Pho 66 In Hell's Kitchen Serves Delicious Vietnamese

Smart new Vietnamese in Hell's Kitchen

"The lightness; the freshness; the contrast of hot and cold, crisp and soft."

Such are the qualities Greg Hugunin admires about Vietnamese cuisine. Many of those attributes are on acute display at his new Hell's Kitchen restaurant, Pho 66.

Both the bowls of pho we ate were proudly, deliciously inauthentic. The first, Pho Verte ($7 for a small; $10 for a medium; $13 for a large), distilled a glut of produce, including leeks, carrots, dried shiitakes and kombu, into a rich broth. It was then finished with a wok-fired mix of water spinach, long beans and two types of bok choy, slapped with rice wine and sweet soy sauce.
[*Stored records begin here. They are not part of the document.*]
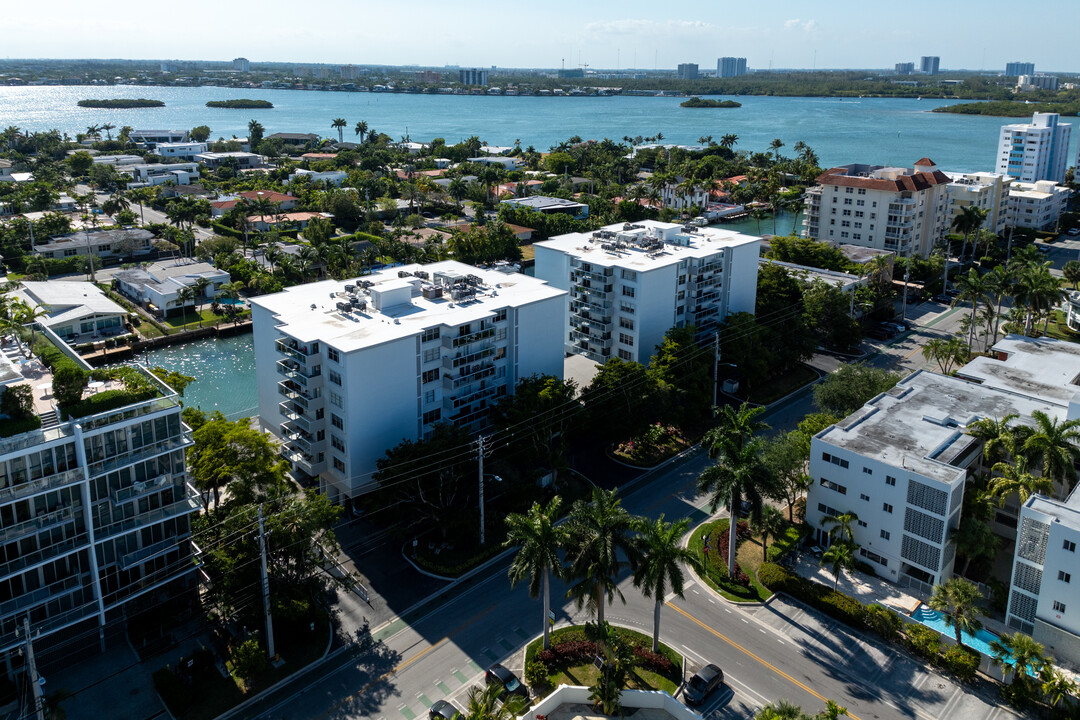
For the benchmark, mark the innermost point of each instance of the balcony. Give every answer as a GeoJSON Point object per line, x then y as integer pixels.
{"type": "Point", "coordinates": [138, 489]}
{"type": "Point", "coordinates": [181, 440]}
{"type": "Point", "coordinates": [41, 485]}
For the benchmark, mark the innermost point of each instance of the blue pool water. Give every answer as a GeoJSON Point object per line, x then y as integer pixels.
{"type": "Point", "coordinates": [981, 640]}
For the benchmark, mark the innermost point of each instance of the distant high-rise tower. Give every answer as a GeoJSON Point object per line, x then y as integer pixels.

The other, Pho Deluxe ($21), comprised a footbath-size bowl of beef broth and four types of beef. There was the classic rare eye of round, but also grilled skirt steak and poached shank.

The flavors of both were lucid, all green pastures in the Verte and bovine intensity in the Deluxe. For garnish: a rather traditional Southern Vietnamese collection of lime, cilantro, chile, Thai basil and mung bean sprouts. A drop of one; a squeeze of another; to each his or her own.

A dessert of black rice pudding ($5) was plenty satisfying. But we kept thinking: With a menu this robust, there are no doubt other dishes worth exploring.